Fonte: A mulher do vizinho, 6ª ed., Sabiá, 1972, pp. 183-185.

Comigo era a mesma coisa — disse ele, acomodando-se no carro, a meu lado, ontem, quando eu voltava da Cidade.

Referia-se ao que andei escrevendo há pouco tempo sobre as atribuições de quem tem automóvel.

— E o que aconteceu com o seu?

— Vendi. Era um falso símbolo de prosperidade, responsável pela maioria dos meus inimigos. Todo mundo me supunha rico e às vezes eu não tinha dinheiro nem para a gasolina. Só porque me viam de carro americano... Se ainda fosse destes carrinhos brasileiros — você sabe o apelido deles.

— Sei.

— Pois é: todo mundo tem. Mas é um bom carrinho, não há dúvida: tendo gasolina, ele anda.

— Por falar nisso...

— Não vá me dizer que se esqueceu de botar gasolina. É sempre assim. A gente diz: ponho na volta. Espero que dê. Sempre dá. Mas a preocupação fica. Até que um dia não dá e o carro para mesmo no meio do túnel, como acontecia comigo. A gente desce, fica olhando os outros carros passando sem dar a menor confiança, começa a desejar a desgraça de todos eles, até que surge um de boa vontade, caído do céu por descuido. Quer me dar uma empurradinha? O sujeito olha, diz que os pára-choques não coincidem, e você fica lá, feito palhaço, abrindo os braços dramaticamente para todo mundo que passa. Se tiver alguém mais com você, há de censurar a sua distração, mas nem sempre se lembrará de descer também, para ajudar a empurrar. Você não traz sempre alguém da cidade?

— Sempre.

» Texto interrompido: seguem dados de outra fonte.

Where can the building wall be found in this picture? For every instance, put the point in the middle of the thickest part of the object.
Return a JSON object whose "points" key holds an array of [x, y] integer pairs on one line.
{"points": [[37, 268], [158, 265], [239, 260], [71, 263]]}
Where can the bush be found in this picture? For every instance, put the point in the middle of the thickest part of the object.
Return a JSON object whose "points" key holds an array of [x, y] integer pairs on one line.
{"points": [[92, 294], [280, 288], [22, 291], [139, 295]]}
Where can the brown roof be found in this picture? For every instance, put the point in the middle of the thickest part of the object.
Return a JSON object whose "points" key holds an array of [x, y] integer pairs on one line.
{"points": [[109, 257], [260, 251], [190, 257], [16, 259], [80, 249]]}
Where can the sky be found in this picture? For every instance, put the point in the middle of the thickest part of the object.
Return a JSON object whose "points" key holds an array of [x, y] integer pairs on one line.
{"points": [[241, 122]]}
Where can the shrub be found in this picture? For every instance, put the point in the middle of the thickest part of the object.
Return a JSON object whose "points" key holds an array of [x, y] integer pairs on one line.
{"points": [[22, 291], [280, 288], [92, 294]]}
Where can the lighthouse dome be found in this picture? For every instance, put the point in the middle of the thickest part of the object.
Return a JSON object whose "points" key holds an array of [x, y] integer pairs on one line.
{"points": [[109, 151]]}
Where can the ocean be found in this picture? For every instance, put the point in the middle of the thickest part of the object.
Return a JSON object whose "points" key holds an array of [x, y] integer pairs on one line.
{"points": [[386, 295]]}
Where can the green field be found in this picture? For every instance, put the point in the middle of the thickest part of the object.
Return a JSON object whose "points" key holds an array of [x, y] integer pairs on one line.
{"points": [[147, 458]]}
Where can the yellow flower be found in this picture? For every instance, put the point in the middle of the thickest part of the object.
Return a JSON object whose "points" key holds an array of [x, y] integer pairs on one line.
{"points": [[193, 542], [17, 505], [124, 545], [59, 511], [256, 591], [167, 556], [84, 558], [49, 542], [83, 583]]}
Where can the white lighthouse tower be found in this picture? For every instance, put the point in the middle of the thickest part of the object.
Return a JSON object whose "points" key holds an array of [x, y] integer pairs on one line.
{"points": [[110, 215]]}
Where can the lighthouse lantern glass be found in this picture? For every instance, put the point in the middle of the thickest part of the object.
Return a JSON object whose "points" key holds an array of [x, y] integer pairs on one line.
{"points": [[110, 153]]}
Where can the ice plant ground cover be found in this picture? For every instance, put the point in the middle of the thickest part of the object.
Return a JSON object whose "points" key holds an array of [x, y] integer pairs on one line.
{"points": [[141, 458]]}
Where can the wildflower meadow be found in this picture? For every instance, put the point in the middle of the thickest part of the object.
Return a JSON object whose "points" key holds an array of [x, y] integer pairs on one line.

E daqueles que avisam delicadamente: me deixa onde for melhor para você.

— Contanto que seja na porta da casa dele, o que te obriga a uma volta desgraçada e um atraso de mais de meia hora: é lógico que você não vai deixar o sujeito na porta de sua casa, que ele acaba entrando. Principalmente se estiver chovendo. Comigo sempre estava. E o barulhinho?

— Que barulhinho?

— Você não escuta um barulhinho? Há sempre um barulhinho que só o dono do carro escuta. Acaba dando com a gente na oficina. Tem um grilo neste carro, pelo amor de Deus, me tira isso que senão eu acabo louco. Vem o mecânico e em vez de grilo, descobre um defeito no motor. Se for na coroa e no pinhão, você está perdido. Em geral é.

— Por falar nisso... 

— Mas suponhamos que o carro esteja funcionando perfeitamente: estacionar onde? Todos os lugares são proibidos. A multa não é nada: agora tem essa história de “área de reboque”, você já viu a tabuleta? A princípio eu, feito imbecil, pensava que só fosse permitido estacionar reboque, imagine. Pois o que acontece é que rebocam seu carro, já pensou? Sai do trabalho, vai pegar o carro, quedê o carro? Rebocado. A menos que tenha sido roubado — só essa ideia é de tirar o sono. Roubaram o de um amigo meu outro dia. Ele ficou fora de si, sem querer afastar-se do local, teimoso como um jumento, procurando na rua vazia, como se tivesse perdido uma moeda, ou qualquer coisa assim. Até atrás do poste ele olhou.

— Por falar nisso...

— E o problema da garagem? Se guardar na garagem não tira mais, porque a saída estará obstruída por outro carro do edifício. Se deixar na rua, adeus pijama depois do jantar! Terá de sair para guardar o carro, e acaba levando a mulher ao cinema. Já reparou como as mulheres se aproveitam disso para ir ao cinema? Não bastasse baterem sempre a porta com força. Quando não deixam aberta.

— Por falar nisso...

— E sempre há um amigo para lhe dizer: você está precisando de mandar lubrificar este carro. A gente já sabe, mas preferiria que não se tocasse no assunto. Este seu, por exemplo, acho que está precisando. Aliás eu, se fosse você, francamente: vendia este carro.

— Por falar nisso, onde é mesmo a sua casa? 

Ele me olha, muito sério: 

— Me deixe onde for melhor para você.